Submit U.S. Congressional districts as options. I will resolve options to YES if the candidate who wins that district's race in the November general election is of a different party than the incumbent. This would include flipping from one of the major parties to a third party or independent and vice-versa, or from one third party to another third party, from an independent to a third party, etc. Also, the incumbent doesn't actually have to be running for reelection - all that matters is that the district switches parties.
You can also submit special elections that occur in 2024 as options, but you must specifically state that you are referring to the special election in that district, not the regular election. Otherwise, I will only resolve YES only if the district flips in the general election. For example, if a version of this market had existed for 2022, AK-AL (special election) would have resolved YES, but AK-AL would have resolved NO.
If your option does not refer to a Congressional district or is a duplicate of an existing option, it resolves N/A. It also resolves N/A if it is a special election option, but no special election is held for that district in 2024.
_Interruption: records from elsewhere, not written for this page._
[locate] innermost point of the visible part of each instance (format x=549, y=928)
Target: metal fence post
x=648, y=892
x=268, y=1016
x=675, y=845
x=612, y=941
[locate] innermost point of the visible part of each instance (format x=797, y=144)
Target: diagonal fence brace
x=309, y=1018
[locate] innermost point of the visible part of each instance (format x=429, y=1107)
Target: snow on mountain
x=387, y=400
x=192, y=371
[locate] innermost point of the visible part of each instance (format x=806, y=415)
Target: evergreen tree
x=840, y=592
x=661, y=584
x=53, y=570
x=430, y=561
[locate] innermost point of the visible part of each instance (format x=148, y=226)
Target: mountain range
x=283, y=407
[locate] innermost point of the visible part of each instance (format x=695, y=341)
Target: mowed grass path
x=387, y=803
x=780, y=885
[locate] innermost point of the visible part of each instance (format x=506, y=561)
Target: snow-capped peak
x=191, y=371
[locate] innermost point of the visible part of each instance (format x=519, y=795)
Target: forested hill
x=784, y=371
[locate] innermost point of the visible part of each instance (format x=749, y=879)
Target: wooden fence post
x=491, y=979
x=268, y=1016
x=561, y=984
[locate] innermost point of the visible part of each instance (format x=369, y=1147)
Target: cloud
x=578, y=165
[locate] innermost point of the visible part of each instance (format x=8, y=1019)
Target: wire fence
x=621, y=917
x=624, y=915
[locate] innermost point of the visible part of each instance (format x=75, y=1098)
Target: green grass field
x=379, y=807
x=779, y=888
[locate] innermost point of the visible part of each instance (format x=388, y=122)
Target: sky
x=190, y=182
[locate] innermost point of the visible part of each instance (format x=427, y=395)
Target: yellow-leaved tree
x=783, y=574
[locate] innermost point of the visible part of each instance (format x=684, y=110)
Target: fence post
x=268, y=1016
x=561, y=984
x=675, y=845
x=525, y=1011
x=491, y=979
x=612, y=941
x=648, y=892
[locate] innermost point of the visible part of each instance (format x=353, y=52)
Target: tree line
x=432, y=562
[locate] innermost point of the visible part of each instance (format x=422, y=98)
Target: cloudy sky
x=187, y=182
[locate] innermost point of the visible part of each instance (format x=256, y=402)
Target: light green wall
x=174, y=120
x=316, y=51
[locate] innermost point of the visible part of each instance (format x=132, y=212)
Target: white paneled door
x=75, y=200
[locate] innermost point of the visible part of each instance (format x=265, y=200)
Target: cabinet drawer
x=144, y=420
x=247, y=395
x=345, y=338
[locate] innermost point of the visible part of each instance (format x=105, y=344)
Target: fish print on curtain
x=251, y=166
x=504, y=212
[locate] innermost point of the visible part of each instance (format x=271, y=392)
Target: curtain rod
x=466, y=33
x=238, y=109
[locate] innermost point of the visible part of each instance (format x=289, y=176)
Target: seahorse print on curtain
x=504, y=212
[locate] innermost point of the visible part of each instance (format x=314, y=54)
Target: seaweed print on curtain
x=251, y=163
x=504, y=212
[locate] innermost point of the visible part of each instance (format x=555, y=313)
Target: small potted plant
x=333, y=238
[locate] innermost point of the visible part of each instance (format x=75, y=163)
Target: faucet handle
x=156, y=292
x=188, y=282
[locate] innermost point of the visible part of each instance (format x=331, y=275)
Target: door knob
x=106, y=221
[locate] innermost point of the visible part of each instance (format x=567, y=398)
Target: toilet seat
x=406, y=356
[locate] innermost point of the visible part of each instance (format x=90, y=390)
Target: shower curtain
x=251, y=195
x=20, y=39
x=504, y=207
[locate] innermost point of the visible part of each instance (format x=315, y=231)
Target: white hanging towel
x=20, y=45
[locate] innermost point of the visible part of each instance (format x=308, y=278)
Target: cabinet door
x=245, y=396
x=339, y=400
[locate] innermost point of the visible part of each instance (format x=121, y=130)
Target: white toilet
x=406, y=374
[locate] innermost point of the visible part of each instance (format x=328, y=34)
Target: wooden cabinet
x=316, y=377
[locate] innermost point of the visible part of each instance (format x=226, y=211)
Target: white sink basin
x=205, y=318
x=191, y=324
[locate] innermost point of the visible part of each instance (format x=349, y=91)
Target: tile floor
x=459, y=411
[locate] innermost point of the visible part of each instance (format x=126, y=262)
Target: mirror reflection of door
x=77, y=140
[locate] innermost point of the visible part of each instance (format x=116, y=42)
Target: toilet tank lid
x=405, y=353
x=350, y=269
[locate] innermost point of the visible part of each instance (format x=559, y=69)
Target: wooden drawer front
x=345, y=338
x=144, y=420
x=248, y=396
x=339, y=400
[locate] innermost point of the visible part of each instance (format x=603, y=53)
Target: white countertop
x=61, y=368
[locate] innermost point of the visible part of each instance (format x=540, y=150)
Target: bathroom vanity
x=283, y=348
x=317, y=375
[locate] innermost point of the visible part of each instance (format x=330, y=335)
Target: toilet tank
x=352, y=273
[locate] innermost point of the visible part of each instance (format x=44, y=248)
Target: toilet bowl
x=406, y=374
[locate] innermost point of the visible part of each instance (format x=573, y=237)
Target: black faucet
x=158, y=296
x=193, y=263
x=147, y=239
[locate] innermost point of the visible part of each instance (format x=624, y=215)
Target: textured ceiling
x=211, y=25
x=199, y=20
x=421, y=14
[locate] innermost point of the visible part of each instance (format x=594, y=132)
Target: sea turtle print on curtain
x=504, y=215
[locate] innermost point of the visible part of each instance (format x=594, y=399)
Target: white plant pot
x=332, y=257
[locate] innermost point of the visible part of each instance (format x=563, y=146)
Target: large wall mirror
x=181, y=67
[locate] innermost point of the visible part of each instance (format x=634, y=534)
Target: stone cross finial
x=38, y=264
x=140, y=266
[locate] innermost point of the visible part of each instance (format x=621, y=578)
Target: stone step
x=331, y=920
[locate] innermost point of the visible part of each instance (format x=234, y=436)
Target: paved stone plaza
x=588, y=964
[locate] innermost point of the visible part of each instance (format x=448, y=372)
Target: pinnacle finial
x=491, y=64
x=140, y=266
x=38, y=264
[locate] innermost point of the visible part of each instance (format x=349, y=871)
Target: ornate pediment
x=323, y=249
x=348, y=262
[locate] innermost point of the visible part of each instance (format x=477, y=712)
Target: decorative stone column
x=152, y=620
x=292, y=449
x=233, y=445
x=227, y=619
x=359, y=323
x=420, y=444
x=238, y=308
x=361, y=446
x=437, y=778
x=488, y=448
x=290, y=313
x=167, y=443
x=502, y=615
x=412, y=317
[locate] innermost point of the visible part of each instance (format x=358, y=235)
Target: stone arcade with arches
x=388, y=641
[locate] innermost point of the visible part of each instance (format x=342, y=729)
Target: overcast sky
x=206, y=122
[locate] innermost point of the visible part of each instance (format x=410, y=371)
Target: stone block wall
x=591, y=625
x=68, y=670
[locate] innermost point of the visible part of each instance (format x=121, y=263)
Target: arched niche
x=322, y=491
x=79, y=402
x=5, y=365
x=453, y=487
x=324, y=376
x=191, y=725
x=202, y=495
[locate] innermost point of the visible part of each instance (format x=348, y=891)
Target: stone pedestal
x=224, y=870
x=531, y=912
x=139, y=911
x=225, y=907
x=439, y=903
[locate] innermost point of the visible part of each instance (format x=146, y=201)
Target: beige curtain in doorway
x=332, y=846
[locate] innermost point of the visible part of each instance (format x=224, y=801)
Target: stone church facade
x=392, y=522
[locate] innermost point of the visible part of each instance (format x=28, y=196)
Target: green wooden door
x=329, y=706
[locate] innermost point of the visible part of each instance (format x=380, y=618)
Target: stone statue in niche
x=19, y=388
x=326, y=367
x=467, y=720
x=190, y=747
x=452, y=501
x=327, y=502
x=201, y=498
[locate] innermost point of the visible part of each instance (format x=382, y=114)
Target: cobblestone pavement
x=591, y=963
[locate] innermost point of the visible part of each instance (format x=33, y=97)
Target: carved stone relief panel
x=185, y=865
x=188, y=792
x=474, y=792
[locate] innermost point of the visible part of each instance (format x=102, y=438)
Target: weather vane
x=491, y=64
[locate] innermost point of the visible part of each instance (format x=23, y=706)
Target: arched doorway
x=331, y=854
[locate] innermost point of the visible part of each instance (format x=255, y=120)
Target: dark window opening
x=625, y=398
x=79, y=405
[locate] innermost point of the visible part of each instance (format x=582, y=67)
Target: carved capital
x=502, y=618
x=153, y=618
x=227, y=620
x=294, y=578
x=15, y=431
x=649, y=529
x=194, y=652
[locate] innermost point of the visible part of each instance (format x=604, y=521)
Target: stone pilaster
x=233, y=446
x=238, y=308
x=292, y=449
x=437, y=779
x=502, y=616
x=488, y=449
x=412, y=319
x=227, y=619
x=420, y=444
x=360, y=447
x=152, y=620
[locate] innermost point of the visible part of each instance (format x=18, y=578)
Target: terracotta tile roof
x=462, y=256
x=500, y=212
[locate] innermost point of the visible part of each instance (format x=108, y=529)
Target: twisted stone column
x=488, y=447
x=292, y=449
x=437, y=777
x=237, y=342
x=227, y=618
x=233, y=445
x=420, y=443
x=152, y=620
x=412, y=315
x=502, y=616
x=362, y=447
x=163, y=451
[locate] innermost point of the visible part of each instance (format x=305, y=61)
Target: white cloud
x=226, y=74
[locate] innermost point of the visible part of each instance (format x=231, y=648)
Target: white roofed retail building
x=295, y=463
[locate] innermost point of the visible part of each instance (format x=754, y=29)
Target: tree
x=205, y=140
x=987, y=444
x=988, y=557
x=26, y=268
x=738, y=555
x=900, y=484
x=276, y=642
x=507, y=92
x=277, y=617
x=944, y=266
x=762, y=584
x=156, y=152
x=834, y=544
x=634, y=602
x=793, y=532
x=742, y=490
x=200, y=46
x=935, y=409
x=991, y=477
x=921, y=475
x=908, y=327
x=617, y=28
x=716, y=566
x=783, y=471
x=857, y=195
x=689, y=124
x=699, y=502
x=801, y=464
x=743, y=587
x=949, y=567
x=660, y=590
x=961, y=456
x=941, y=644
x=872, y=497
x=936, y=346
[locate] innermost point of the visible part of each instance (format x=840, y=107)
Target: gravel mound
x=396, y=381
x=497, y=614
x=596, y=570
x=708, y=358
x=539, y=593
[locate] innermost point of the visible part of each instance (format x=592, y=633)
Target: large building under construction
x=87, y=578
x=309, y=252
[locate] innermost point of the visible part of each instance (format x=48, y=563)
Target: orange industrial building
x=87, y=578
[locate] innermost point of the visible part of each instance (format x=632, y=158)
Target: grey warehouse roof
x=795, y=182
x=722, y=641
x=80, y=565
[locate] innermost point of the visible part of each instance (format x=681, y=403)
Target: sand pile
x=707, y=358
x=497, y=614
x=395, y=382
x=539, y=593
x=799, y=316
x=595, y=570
@PlasmaBallin NY-03 special 2024 flipped to D (Suozzi) back in February so I guess a yes for this would be flipping back to R.
CO-3 is now unlikely to be won by a Democrat since Boebert is moving to a different district. The district leans heavily Republican, but Boebert is such a terrible candidate that she was looking likely to lose to Adam Frisch. Now Frisch will probably be up against someone more electable, which will make it much more of an uphill battle for him.
@nikki I will just go by district number because there's not really a way to define "successor district". E.g., if the land and population making up one district gets split evenly into parts of three districts in the new map, which one is the successor district?
@sarius and they have all been bet into the rough probabilities I would assign to each of them flipping. NJ-06 was a typo... Frank Pallone is in a safe Dem seat.